Throughout my medical career I have strived to support others in achieving their full potential. I believe that everyone should have access to good education, supportive mentors and affordable resources. No student or doctor should be disadvantaged in their education due to financial limitations, especially those from widening participation backgrounds who often have no access to mentors and are unable to attend expensive courses. Barriers that I have faced in both education and medicine have generated a drive to help others that has shaped my working life. Now, as a Urology Registrar, I dedicate most of my free time to helping students and trainees by teaching, training and mentoring their personal development.
This experience culminated in the development of several free OSCE and surgical revision courses for medical students and junior doctors during my Foundation and Core Surgical training years. In more recent years I have created nationally run, free Urology courses for medical students and junior doctors, including the ‘Learn Urology in a day’ course and the ‘Urology for Medical Students Boot Camp’. I have had the opportunity to publish and present at international meetings on how others can create similar training courses to provide standardised medical education and remove financial barriers to learning.
To address the need for standardised training in Urology and a lack of affordable and accessible resources for trainees across the world I wrote the peer-reviewed textbook “Urology for Medical Students and Junior Doctors” (ISBN: 979-8-6432-6326-5).

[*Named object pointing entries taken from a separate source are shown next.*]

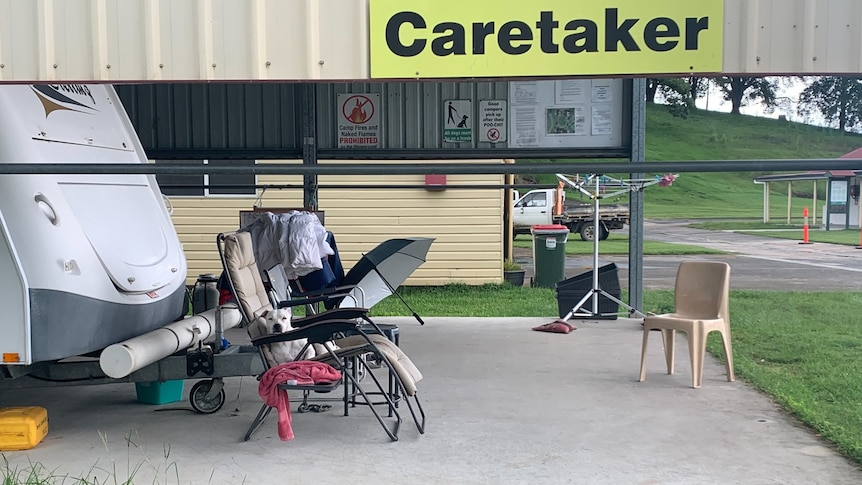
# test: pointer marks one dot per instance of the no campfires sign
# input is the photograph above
(358, 120)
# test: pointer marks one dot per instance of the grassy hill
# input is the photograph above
(707, 135)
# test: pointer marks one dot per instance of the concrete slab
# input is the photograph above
(504, 404)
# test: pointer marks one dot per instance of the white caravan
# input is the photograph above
(86, 260)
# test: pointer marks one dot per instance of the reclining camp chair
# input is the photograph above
(243, 276)
(403, 374)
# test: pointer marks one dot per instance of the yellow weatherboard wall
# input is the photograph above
(454, 38)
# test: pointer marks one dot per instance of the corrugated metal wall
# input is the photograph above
(217, 120)
(413, 111)
(205, 40)
(221, 120)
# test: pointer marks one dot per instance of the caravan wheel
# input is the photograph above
(199, 400)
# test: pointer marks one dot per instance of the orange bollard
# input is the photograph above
(805, 227)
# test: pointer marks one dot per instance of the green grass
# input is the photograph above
(804, 349)
(741, 225)
(719, 136)
(619, 244)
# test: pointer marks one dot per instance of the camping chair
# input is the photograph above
(403, 374)
(701, 302)
(243, 276)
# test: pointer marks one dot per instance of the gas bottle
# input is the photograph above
(205, 294)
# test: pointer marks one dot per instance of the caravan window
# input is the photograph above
(206, 184)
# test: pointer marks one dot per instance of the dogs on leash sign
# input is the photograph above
(358, 120)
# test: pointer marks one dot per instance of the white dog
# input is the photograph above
(278, 321)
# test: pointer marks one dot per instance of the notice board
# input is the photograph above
(576, 113)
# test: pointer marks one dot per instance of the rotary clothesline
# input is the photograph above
(595, 187)
(603, 182)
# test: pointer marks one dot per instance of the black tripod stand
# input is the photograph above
(595, 181)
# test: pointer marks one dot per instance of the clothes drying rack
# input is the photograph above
(598, 187)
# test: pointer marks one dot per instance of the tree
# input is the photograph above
(698, 87)
(837, 99)
(740, 90)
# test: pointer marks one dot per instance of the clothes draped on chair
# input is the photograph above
(295, 239)
(245, 282)
(304, 372)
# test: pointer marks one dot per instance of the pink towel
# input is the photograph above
(303, 372)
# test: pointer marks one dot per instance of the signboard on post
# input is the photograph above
(358, 120)
(492, 121)
(457, 126)
(566, 113)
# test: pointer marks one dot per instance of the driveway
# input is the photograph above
(757, 263)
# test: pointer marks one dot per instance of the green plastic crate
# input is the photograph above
(155, 392)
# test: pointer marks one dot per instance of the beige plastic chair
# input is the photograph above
(701, 295)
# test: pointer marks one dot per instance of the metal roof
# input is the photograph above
(271, 40)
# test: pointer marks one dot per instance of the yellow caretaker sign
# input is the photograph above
(508, 38)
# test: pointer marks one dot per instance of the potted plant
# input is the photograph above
(513, 272)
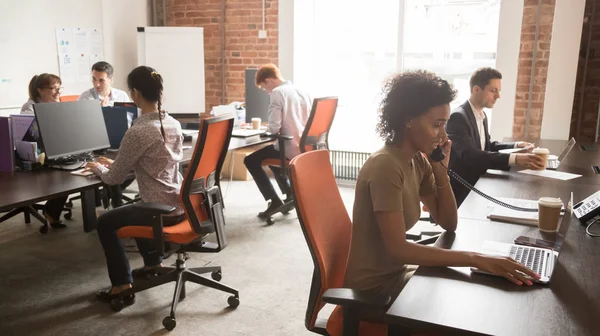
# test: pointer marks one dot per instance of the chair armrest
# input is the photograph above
(347, 297)
(155, 208)
(278, 136)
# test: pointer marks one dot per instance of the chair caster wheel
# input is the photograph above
(117, 305)
(169, 323)
(233, 302)
(216, 275)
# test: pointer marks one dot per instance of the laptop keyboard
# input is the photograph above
(529, 257)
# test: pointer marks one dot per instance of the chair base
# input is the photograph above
(284, 209)
(180, 275)
(27, 211)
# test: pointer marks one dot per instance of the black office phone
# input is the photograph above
(588, 208)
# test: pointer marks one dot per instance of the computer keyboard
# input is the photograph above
(529, 257)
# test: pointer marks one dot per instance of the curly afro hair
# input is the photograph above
(409, 95)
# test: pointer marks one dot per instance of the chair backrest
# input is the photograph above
(205, 167)
(316, 132)
(325, 223)
(68, 98)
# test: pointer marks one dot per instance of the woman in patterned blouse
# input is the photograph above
(152, 149)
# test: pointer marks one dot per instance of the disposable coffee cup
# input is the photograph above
(543, 153)
(255, 123)
(549, 211)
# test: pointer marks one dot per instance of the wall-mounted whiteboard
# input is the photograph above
(28, 41)
(177, 53)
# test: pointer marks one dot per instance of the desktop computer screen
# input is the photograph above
(71, 128)
(117, 121)
(257, 100)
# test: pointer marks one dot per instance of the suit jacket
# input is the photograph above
(467, 159)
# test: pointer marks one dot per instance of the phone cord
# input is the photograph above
(462, 181)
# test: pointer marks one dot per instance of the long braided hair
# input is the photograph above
(149, 84)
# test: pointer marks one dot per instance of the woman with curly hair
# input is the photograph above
(393, 182)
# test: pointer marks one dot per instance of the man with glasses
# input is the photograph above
(102, 78)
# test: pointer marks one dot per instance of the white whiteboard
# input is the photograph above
(177, 53)
(28, 41)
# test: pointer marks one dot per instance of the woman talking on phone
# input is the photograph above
(393, 182)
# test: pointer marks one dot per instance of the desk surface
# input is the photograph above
(455, 300)
(24, 188)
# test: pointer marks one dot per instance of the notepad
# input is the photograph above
(550, 174)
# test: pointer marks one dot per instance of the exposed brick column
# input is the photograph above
(243, 48)
(525, 65)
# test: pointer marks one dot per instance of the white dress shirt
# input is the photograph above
(480, 119)
(289, 109)
(116, 95)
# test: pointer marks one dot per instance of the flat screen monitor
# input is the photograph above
(117, 121)
(71, 128)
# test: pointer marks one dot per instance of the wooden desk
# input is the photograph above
(454, 300)
(25, 188)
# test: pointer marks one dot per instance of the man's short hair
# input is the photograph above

I also created a textbook to guide others in the creation of accessible educational resources, entitled “Putting People before Profits” (ISBN: 979-8-5875-9675-7). These are available free for resource-limited trainees and all profits from sales elsewhere are donated to charities funding medical education and medical education research.

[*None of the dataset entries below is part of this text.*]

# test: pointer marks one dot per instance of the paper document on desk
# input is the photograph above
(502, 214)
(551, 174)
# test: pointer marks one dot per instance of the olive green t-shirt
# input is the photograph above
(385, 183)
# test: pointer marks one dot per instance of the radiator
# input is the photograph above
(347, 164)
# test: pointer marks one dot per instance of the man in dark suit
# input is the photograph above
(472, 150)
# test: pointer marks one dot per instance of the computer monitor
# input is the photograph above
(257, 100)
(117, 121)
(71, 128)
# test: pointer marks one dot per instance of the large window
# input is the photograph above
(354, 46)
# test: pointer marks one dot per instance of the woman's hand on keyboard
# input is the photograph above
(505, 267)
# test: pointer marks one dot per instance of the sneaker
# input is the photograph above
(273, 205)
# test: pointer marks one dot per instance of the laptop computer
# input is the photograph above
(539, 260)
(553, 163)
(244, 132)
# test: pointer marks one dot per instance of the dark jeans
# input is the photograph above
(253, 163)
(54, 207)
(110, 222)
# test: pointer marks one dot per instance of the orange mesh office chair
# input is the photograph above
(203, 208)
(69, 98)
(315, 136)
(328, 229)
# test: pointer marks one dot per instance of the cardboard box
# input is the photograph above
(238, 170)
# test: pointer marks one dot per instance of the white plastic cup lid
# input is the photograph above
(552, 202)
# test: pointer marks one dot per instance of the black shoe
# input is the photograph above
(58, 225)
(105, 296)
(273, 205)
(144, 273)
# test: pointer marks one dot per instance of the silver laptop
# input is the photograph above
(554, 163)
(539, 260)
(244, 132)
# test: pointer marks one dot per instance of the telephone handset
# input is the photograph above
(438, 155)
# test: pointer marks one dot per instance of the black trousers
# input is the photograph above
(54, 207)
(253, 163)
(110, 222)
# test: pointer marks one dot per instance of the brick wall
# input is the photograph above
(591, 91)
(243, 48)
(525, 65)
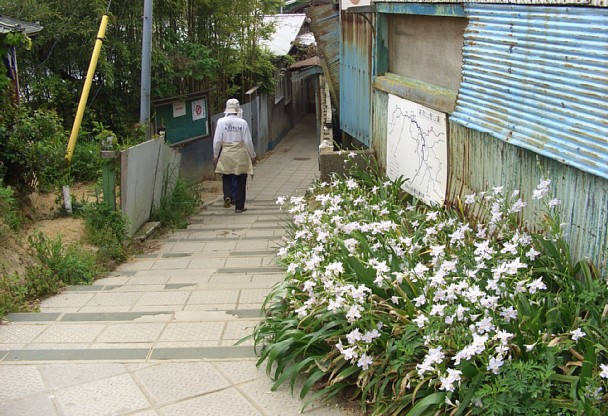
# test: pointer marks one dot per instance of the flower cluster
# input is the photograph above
(375, 264)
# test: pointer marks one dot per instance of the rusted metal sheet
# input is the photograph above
(356, 75)
(478, 162)
(325, 24)
(380, 132)
(537, 77)
(595, 3)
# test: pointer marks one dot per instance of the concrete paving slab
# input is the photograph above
(224, 402)
(165, 384)
(170, 315)
(114, 395)
(59, 376)
(192, 331)
(130, 333)
(20, 381)
(163, 298)
(41, 405)
(69, 333)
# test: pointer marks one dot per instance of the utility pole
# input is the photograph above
(146, 63)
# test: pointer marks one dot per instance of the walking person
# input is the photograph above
(233, 154)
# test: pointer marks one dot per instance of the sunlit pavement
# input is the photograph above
(157, 336)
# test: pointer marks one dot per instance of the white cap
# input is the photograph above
(232, 106)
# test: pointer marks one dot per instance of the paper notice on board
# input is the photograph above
(198, 110)
(179, 108)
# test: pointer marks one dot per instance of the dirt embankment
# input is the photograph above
(43, 215)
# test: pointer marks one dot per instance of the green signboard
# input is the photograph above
(183, 118)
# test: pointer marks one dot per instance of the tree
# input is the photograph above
(197, 44)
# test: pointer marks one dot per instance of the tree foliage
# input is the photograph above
(197, 44)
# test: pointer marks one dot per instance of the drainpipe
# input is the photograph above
(146, 63)
(87, 87)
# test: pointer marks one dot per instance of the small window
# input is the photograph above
(279, 89)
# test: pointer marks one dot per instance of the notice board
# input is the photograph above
(183, 119)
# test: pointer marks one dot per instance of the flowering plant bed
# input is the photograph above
(416, 310)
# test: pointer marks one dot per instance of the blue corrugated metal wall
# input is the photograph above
(355, 76)
(537, 77)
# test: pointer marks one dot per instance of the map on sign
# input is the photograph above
(417, 149)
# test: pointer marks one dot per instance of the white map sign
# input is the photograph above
(417, 149)
(353, 3)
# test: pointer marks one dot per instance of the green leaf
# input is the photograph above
(427, 404)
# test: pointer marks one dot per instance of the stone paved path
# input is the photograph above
(156, 337)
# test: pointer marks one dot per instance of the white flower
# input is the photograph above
(352, 184)
(369, 336)
(420, 269)
(577, 334)
(532, 254)
(421, 320)
(604, 372)
(364, 362)
(495, 364)
(536, 285)
(335, 268)
(353, 313)
(350, 353)
(302, 312)
(353, 336)
(437, 251)
(420, 300)
(509, 313)
(485, 325)
(447, 382)
(432, 216)
(517, 207)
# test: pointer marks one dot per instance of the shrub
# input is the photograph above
(177, 203)
(12, 294)
(33, 152)
(106, 229)
(9, 214)
(423, 311)
(58, 265)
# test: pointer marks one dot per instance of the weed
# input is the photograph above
(177, 203)
(9, 214)
(12, 294)
(106, 229)
(58, 265)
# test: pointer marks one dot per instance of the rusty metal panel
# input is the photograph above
(380, 123)
(479, 162)
(325, 24)
(594, 3)
(356, 75)
(537, 77)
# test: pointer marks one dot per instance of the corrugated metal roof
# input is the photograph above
(355, 76)
(8, 25)
(594, 3)
(287, 27)
(537, 77)
(325, 24)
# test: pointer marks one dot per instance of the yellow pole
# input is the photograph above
(87, 87)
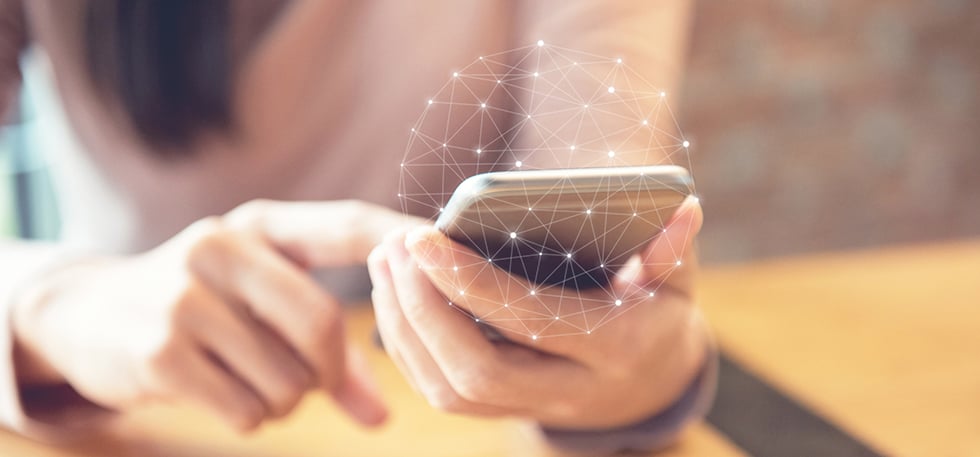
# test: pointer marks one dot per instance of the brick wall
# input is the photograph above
(833, 125)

I am currently undertaking a PhD in medical education and have been awarded the Intercollegiate Committee for Basic Surgical Examinations Research Fellowship. My research aims to characterise differential attainment in surgical examinations in order to enable equity and fairness in training and career progression. To date, this work has resulted in 14 research papers, 24 conference presentations and 6 international prizes.
One of my greatest joys at work is in training and empowering others to develop themselves as clinicians, trainers and leaders. As I move forwards in my career, I will continue working to improve access to quality medical training and I look forward to mentoring the next generation of doctors. After all, medical education is more than just teaching and training, it is also inspiring a passion for change, improvement and progression so that we can help each other to help others.